Michael stops, drawing up straight. He hadn’t called Castiel, but here he was, as though knowing the older angel had questions, or maybe burning accusations to level, because he and Adam were once again strangers to each other.
Michael had made an assumption that Castiel would know what to do. Michael had given only one instruction: let him keep my name.
Castiel should have known how to fill in the gaps. Michael knows now that it had been an unfair assumption.
“I’m sorry,” Castiel says, for his benefit, finally looking away from the fence line.
Maybe they were all still strangers, after all. They couldn’t take anything for granted.
“It’s not your fault,” Michael eventually says. “I appreciate what you did.”

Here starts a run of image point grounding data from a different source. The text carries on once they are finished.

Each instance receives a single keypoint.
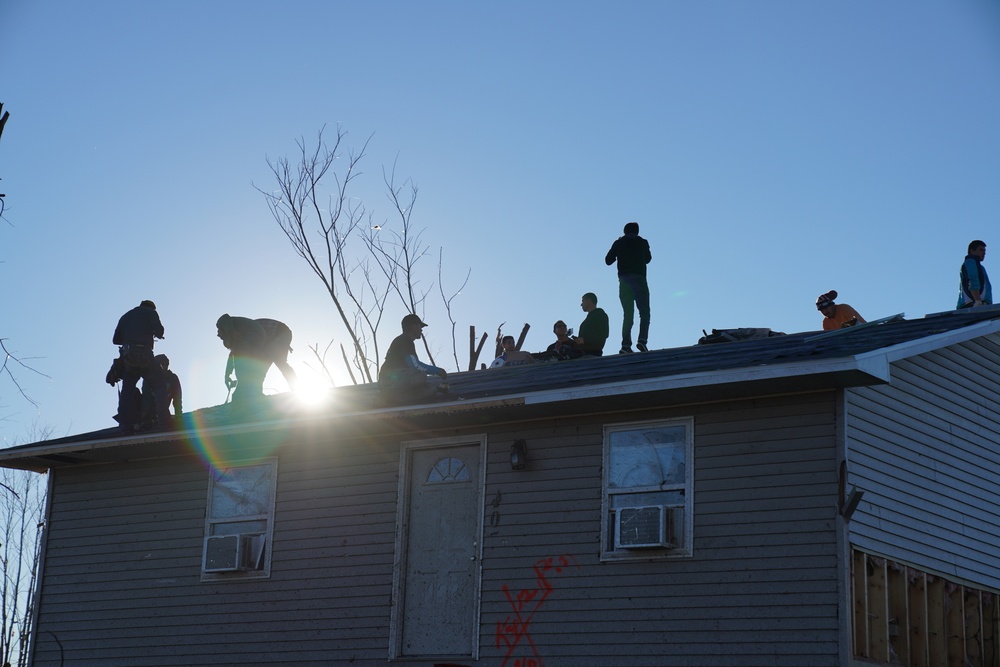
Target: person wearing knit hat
(836, 316)
(975, 289)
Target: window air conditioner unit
(234, 553)
(649, 527)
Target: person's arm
(413, 362)
(612, 255)
(230, 367)
(975, 287)
(177, 396)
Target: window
(238, 521)
(648, 490)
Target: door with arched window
(437, 589)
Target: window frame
(686, 549)
(215, 474)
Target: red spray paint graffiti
(513, 633)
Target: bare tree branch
(360, 285)
(5, 369)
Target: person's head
(825, 304)
(413, 326)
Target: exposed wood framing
(903, 616)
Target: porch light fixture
(518, 455)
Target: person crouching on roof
(836, 316)
(403, 377)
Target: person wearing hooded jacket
(631, 251)
(134, 335)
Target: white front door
(438, 586)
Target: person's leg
(250, 374)
(155, 379)
(627, 298)
(129, 408)
(642, 302)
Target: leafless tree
(362, 265)
(10, 361)
(22, 518)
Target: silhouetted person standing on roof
(975, 289)
(171, 385)
(594, 330)
(631, 251)
(245, 339)
(134, 334)
(253, 346)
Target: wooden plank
(973, 611)
(955, 624)
(878, 609)
(918, 619)
(859, 578)
(898, 594)
(937, 636)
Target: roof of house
(777, 364)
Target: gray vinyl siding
(122, 579)
(925, 450)
(761, 587)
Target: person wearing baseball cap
(403, 377)
(836, 316)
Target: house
(803, 500)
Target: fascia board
(935, 342)
(877, 367)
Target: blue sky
(770, 151)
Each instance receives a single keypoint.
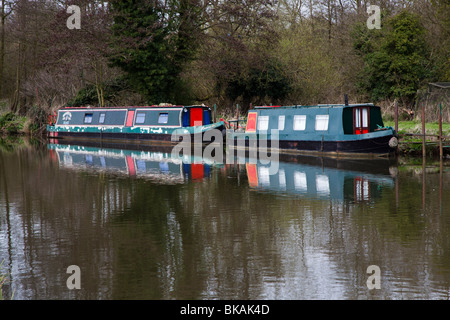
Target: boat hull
(376, 145)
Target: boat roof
(318, 106)
(133, 107)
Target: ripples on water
(143, 225)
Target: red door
(361, 120)
(196, 117)
(130, 118)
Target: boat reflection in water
(324, 178)
(312, 177)
(153, 163)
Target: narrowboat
(344, 130)
(155, 164)
(132, 124)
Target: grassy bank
(412, 145)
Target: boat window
(101, 119)
(140, 118)
(281, 123)
(361, 116)
(263, 123)
(322, 122)
(299, 122)
(88, 118)
(322, 184)
(163, 118)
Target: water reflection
(143, 225)
(150, 163)
(323, 179)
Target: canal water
(145, 224)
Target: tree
(151, 42)
(396, 58)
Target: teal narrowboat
(335, 130)
(132, 124)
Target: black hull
(133, 138)
(367, 147)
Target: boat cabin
(154, 116)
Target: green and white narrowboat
(132, 124)
(336, 130)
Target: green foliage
(396, 58)
(151, 43)
(264, 81)
(88, 95)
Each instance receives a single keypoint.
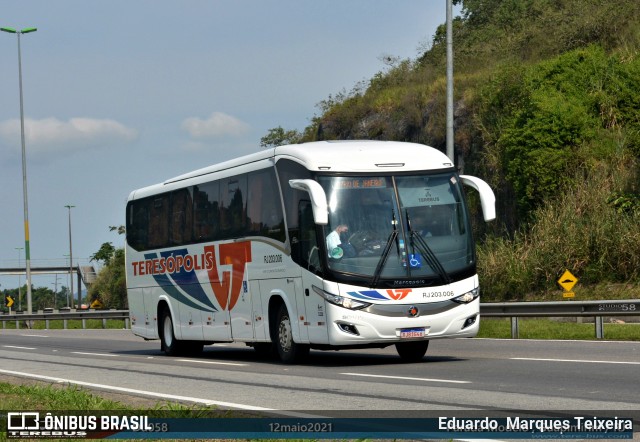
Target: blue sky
(121, 94)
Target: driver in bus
(334, 241)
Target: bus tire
(288, 350)
(412, 351)
(172, 346)
(168, 342)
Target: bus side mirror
(318, 199)
(487, 198)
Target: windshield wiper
(426, 251)
(386, 250)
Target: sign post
(567, 281)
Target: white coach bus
(324, 245)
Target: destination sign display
(360, 183)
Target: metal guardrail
(595, 309)
(22, 319)
(513, 310)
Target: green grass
(537, 328)
(71, 324)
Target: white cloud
(52, 136)
(217, 125)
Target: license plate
(407, 333)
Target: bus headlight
(467, 297)
(341, 301)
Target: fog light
(348, 328)
(469, 322)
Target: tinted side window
(158, 234)
(289, 170)
(206, 198)
(264, 209)
(137, 224)
(181, 217)
(233, 212)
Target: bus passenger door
(242, 314)
(137, 313)
(310, 261)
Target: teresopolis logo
(176, 272)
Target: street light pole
(68, 206)
(27, 250)
(450, 147)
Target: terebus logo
(179, 268)
(394, 294)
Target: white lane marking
(406, 378)
(21, 348)
(575, 360)
(138, 392)
(213, 362)
(93, 354)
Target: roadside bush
(581, 230)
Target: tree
(105, 253)
(110, 285)
(278, 136)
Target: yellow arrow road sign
(567, 281)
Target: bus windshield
(388, 227)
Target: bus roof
(334, 156)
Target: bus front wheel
(412, 351)
(288, 350)
(168, 342)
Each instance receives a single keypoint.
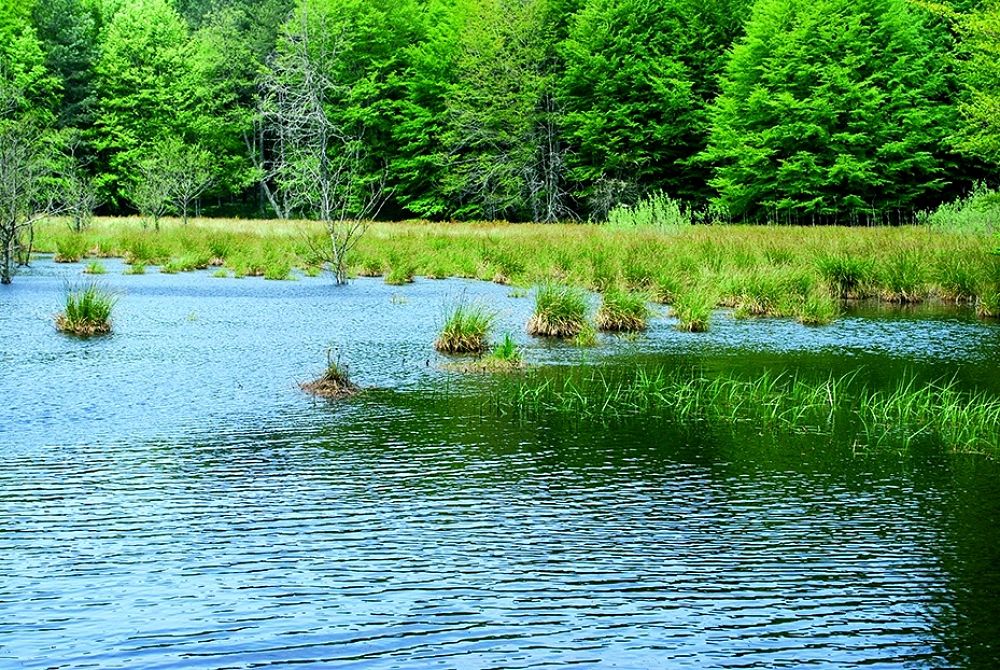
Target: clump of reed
(70, 248)
(506, 356)
(693, 309)
(88, 312)
(560, 311)
(400, 272)
(277, 268)
(988, 302)
(466, 329)
(817, 308)
(902, 279)
(849, 277)
(334, 383)
(623, 312)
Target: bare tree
(320, 167)
(77, 190)
(170, 177)
(192, 172)
(25, 180)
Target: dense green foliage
(824, 111)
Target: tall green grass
(965, 421)
(623, 312)
(560, 311)
(466, 329)
(87, 313)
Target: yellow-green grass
(466, 329)
(623, 312)
(902, 264)
(87, 313)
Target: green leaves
(831, 110)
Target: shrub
(978, 212)
(657, 211)
(466, 330)
(88, 312)
(560, 311)
(621, 311)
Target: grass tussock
(560, 311)
(693, 309)
(88, 312)
(623, 312)
(70, 248)
(334, 383)
(900, 264)
(506, 356)
(466, 329)
(961, 421)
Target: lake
(169, 498)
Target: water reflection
(169, 499)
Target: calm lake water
(170, 499)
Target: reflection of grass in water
(961, 420)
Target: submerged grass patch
(334, 383)
(623, 312)
(905, 263)
(88, 312)
(560, 311)
(466, 329)
(693, 309)
(963, 421)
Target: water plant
(693, 308)
(967, 421)
(505, 356)
(817, 308)
(335, 382)
(70, 248)
(621, 311)
(466, 329)
(88, 312)
(848, 276)
(400, 272)
(560, 311)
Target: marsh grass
(963, 421)
(466, 329)
(850, 277)
(334, 383)
(88, 312)
(70, 248)
(505, 356)
(623, 312)
(899, 263)
(693, 309)
(560, 311)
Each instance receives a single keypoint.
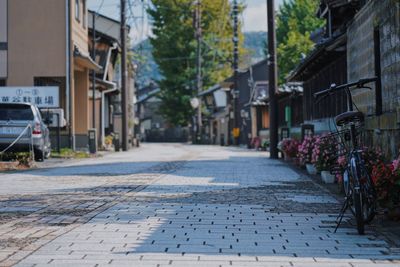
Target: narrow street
(177, 205)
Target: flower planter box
(311, 169)
(327, 177)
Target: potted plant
(324, 156)
(305, 154)
(386, 178)
(289, 148)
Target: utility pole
(124, 75)
(273, 81)
(94, 72)
(199, 62)
(236, 113)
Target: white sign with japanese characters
(41, 96)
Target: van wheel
(39, 155)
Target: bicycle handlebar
(359, 84)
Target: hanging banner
(41, 96)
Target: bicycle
(359, 190)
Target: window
(378, 87)
(84, 11)
(77, 10)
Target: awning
(85, 60)
(104, 85)
(260, 94)
(210, 90)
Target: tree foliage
(174, 50)
(296, 20)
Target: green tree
(174, 51)
(296, 20)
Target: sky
(254, 17)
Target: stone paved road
(177, 205)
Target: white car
(14, 119)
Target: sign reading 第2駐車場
(41, 96)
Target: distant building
(153, 126)
(108, 114)
(48, 46)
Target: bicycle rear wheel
(359, 211)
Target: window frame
(78, 10)
(84, 14)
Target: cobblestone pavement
(178, 205)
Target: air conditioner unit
(50, 116)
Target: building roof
(210, 90)
(256, 65)
(85, 60)
(106, 26)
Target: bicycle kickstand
(341, 214)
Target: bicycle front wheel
(358, 210)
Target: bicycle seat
(348, 117)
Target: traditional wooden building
(361, 39)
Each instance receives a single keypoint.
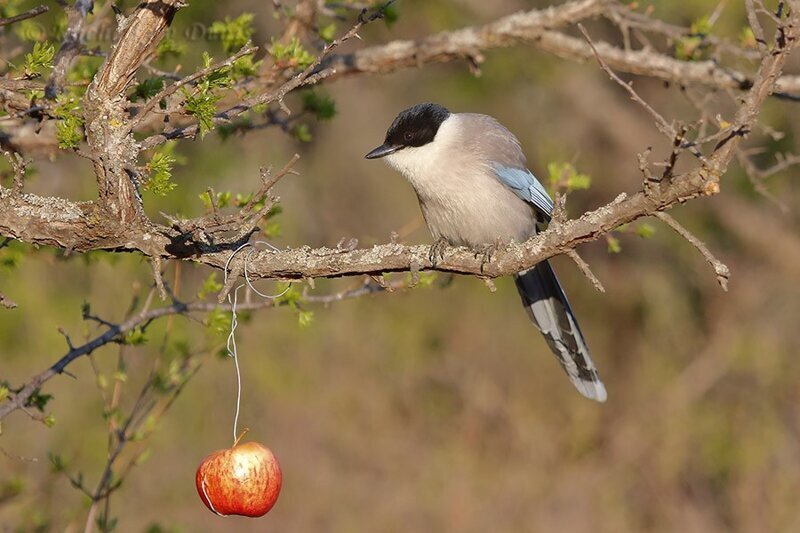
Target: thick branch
(535, 27)
(104, 108)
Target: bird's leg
(437, 251)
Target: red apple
(244, 480)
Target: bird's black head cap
(416, 126)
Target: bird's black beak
(382, 151)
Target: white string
(231, 344)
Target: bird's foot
(437, 251)
(487, 251)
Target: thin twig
(35, 12)
(115, 331)
(661, 123)
(587, 270)
(170, 89)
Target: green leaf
(218, 323)
(159, 172)
(290, 54)
(147, 89)
(169, 47)
(645, 230)
(305, 318)
(614, 246)
(69, 129)
(135, 337)
(203, 106)
(245, 67)
(38, 400)
(564, 175)
(328, 33)
(301, 132)
(39, 59)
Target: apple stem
(240, 437)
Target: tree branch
(35, 12)
(114, 332)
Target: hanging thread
(234, 301)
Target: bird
(474, 188)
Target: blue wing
(526, 186)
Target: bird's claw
(487, 252)
(436, 253)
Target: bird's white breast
(461, 200)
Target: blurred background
(441, 408)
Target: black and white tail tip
(548, 308)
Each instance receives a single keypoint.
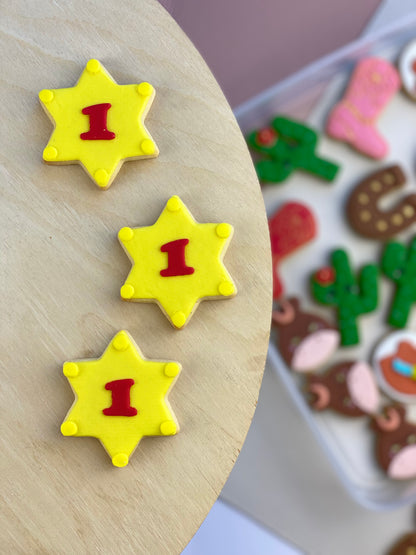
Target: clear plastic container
(308, 96)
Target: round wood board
(62, 271)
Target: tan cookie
(363, 211)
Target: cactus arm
(368, 283)
(292, 130)
(394, 260)
(273, 171)
(342, 267)
(252, 142)
(400, 307)
(324, 294)
(399, 264)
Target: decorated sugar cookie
(289, 145)
(353, 120)
(394, 361)
(366, 216)
(120, 398)
(348, 388)
(291, 227)
(407, 68)
(399, 265)
(177, 262)
(337, 286)
(98, 124)
(305, 341)
(395, 443)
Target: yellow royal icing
(98, 124)
(189, 252)
(120, 398)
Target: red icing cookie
(291, 227)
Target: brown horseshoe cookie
(364, 214)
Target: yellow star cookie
(120, 398)
(98, 124)
(177, 262)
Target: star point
(177, 262)
(98, 124)
(120, 398)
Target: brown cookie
(363, 211)
(395, 443)
(348, 388)
(305, 340)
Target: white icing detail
(362, 387)
(403, 466)
(315, 350)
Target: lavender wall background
(252, 44)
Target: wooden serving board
(62, 268)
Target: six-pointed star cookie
(120, 398)
(98, 124)
(177, 262)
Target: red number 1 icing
(176, 259)
(120, 406)
(98, 123)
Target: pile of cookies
(378, 388)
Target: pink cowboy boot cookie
(353, 120)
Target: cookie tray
(308, 96)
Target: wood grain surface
(62, 268)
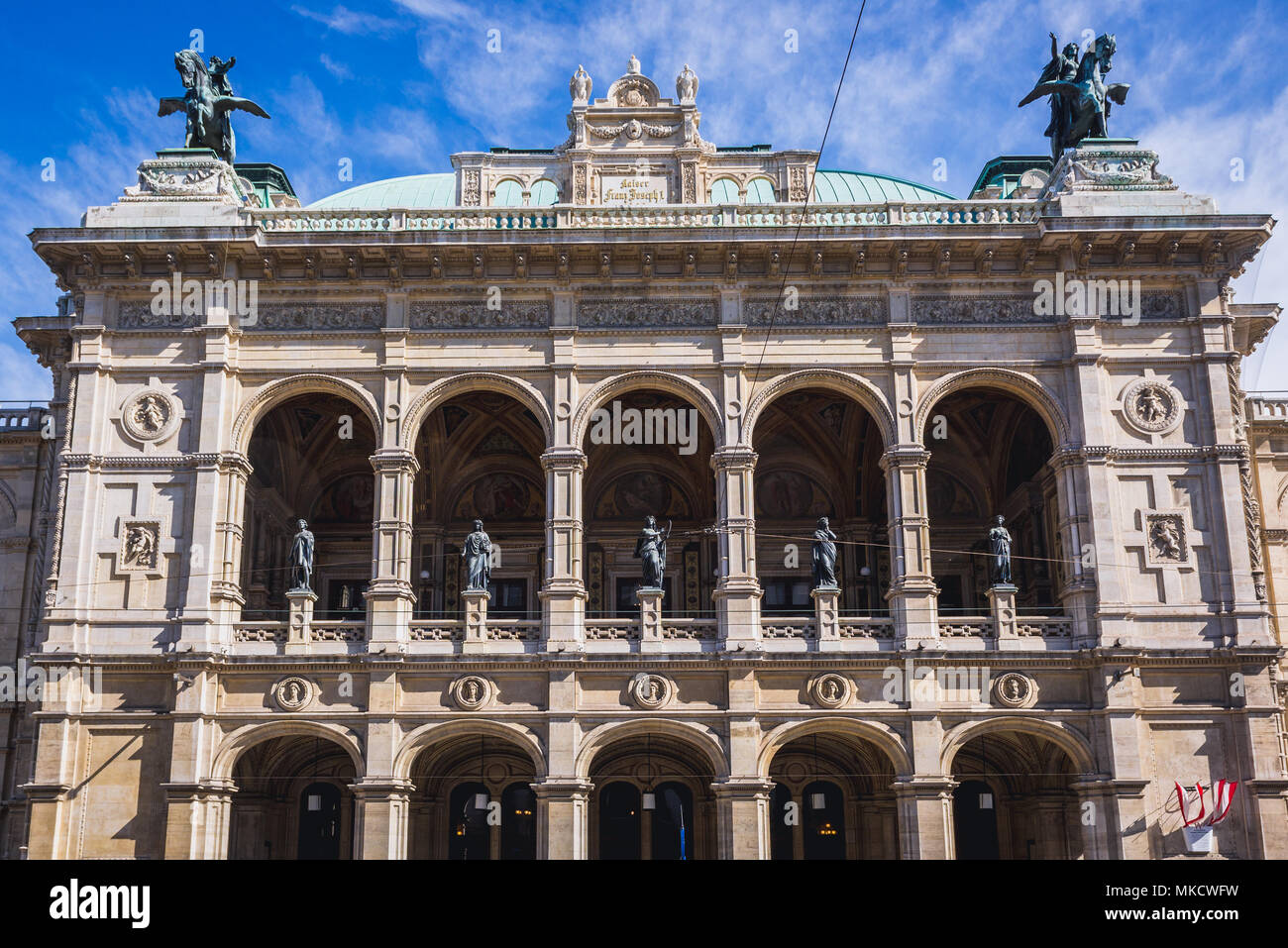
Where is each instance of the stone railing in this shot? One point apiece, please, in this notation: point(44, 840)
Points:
point(610, 629)
point(863, 627)
point(673, 215)
point(259, 631)
point(787, 627)
point(21, 417)
point(437, 630)
point(688, 627)
point(966, 625)
point(338, 630)
point(1267, 406)
point(514, 629)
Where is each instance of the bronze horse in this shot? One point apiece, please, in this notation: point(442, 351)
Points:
point(206, 103)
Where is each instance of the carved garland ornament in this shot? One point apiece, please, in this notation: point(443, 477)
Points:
point(651, 691)
point(1016, 689)
point(829, 689)
point(472, 691)
point(150, 415)
point(292, 693)
point(1151, 406)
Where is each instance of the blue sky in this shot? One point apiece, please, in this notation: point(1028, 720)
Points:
point(397, 85)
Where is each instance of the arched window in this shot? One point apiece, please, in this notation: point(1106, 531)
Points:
point(320, 822)
point(507, 194)
point(619, 822)
point(780, 830)
point(544, 193)
point(760, 191)
point(467, 823)
point(724, 191)
point(518, 822)
point(673, 822)
point(824, 820)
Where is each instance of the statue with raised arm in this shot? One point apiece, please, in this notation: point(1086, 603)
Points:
point(301, 558)
point(477, 553)
point(1085, 98)
point(824, 556)
point(206, 103)
point(651, 548)
point(1000, 549)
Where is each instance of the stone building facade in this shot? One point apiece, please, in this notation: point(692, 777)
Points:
point(636, 322)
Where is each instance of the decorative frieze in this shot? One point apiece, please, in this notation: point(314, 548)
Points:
point(815, 311)
point(462, 314)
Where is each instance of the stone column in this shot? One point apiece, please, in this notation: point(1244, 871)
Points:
point(925, 818)
point(738, 591)
point(827, 617)
point(390, 599)
point(300, 620)
point(1001, 607)
point(563, 810)
point(197, 819)
point(742, 818)
point(912, 594)
point(651, 617)
point(476, 620)
point(381, 809)
point(563, 591)
point(226, 594)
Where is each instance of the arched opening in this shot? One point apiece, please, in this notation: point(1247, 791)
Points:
point(652, 800)
point(473, 800)
point(648, 455)
point(312, 460)
point(832, 800)
point(480, 458)
point(819, 456)
point(1014, 798)
point(990, 455)
point(292, 800)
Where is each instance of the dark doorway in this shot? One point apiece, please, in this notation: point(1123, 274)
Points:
point(824, 820)
point(518, 822)
point(468, 828)
point(974, 822)
point(673, 822)
point(320, 822)
point(619, 822)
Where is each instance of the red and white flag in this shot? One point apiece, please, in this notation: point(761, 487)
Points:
point(1223, 794)
point(1185, 809)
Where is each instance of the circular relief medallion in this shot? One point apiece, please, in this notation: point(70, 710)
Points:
point(1014, 689)
point(829, 689)
point(472, 691)
point(651, 691)
point(292, 693)
point(1151, 406)
point(150, 415)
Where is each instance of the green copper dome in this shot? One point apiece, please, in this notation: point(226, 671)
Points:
point(420, 191)
point(411, 192)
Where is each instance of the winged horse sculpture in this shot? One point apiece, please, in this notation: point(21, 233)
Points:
point(207, 103)
point(1083, 101)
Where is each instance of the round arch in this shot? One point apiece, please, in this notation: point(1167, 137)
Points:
point(429, 734)
point(1025, 388)
point(244, 738)
point(445, 389)
point(1063, 736)
point(833, 380)
point(879, 734)
point(647, 378)
point(277, 391)
point(699, 738)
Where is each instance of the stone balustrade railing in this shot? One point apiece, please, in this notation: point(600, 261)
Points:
point(1267, 406)
point(820, 215)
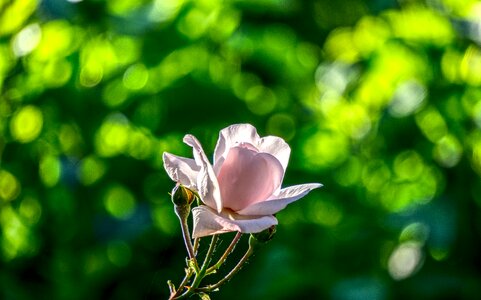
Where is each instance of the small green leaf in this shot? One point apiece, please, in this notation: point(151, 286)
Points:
point(204, 296)
point(171, 286)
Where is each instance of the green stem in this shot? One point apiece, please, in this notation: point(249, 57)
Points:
point(201, 274)
point(236, 269)
point(183, 212)
point(196, 245)
point(174, 294)
point(226, 254)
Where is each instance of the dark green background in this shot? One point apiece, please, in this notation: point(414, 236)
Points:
point(379, 100)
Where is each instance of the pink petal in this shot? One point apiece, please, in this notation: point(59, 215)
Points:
point(181, 169)
point(248, 177)
point(207, 184)
point(276, 147)
point(207, 221)
point(286, 196)
point(230, 137)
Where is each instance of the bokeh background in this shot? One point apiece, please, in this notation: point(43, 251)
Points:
point(379, 100)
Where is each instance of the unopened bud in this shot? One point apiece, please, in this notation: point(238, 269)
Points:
point(182, 195)
point(263, 236)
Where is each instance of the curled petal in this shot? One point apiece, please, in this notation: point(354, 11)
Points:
point(207, 222)
point(277, 147)
point(207, 184)
point(247, 177)
point(286, 196)
point(229, 137)
point(181, 169)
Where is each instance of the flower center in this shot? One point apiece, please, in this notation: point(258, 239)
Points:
point(247, 177)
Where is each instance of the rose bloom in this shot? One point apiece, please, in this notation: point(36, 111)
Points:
point(242, 189)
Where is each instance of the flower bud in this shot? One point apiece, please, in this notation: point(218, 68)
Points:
point(182, 195)
point(263, 236)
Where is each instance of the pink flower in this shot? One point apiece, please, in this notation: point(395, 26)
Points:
point(242, 190)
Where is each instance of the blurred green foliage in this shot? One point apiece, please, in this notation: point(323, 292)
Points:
point(379, 100)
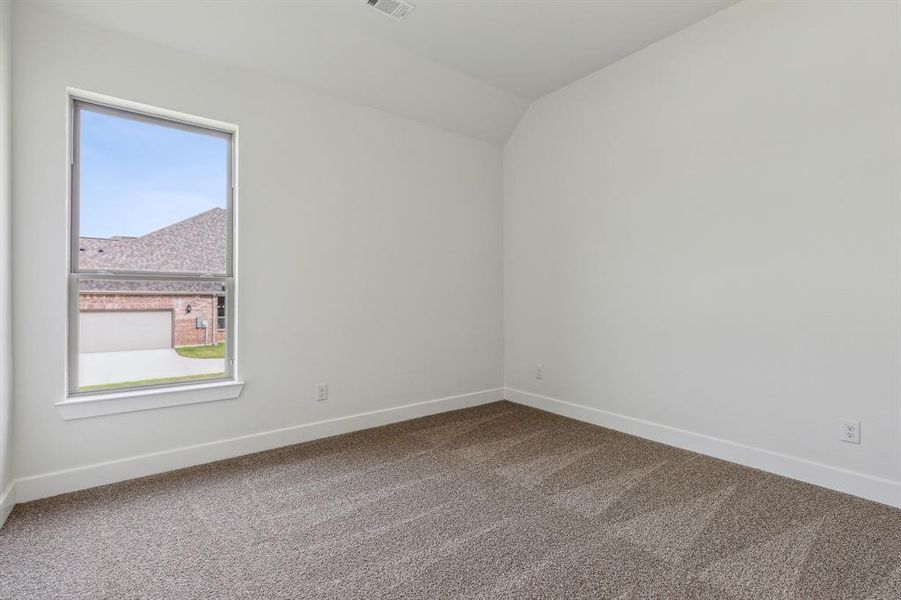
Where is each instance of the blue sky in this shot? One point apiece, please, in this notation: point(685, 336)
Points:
point(136, 177)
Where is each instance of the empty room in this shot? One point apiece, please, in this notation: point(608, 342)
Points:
point(390, 299)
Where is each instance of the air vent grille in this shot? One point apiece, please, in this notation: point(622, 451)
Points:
point(396, 9)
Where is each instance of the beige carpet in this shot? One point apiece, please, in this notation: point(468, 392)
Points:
point(497, 501)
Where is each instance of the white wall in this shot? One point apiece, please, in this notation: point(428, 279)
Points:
point(705, 235)
point(6, 466)
point(370, 253)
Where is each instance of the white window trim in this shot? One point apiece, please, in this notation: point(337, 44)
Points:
point(83, 405)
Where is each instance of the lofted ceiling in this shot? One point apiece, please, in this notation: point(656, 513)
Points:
point(470, 66)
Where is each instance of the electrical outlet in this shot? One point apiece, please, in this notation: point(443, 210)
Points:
point(850, 431)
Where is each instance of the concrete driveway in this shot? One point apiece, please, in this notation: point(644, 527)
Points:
point(98, 368)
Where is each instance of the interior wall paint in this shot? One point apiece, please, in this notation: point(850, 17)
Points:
point(705, 235)
point(6, 408)
point(369, 249)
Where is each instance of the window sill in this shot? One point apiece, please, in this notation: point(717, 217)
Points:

“… I think you would do the same.”
Michael appreciates the credit, but it still surprises him.
“Are you all right?” he asks, and this time it’s Castiel who looks at him with that small frown, waiting for an explanation. “You’ve been here more these last few days than I’ve seen you in the last six months. How is Heaven?”
Castiel physically draws back at the question. He recovers quickly, but Michael still sees it, he still wants to turn Castiel’s shoulder so the angel will look him in the eye and explain what’s on his mind. Instead, he lets Castiel focus his thoughts on the bark of the tree he stands beneath.
“Heaven still stands. Our brothers and sisters are reforming; Heaven is healing.”
“That’s excellent news,” Michael says, but there’s something Castiel is not telling him. “Thank you for coming to tell me.”
Castiel’s neck twitches with an abortive motion like he means to look at him, but stops himself at the last moment. He’s apprehensive, he’s warring with something, and Michael wishes he would share it with him, but eventually Castiel nods and takes flight without a further word.
There is something Castiel wants to tell him. Michael can be patient.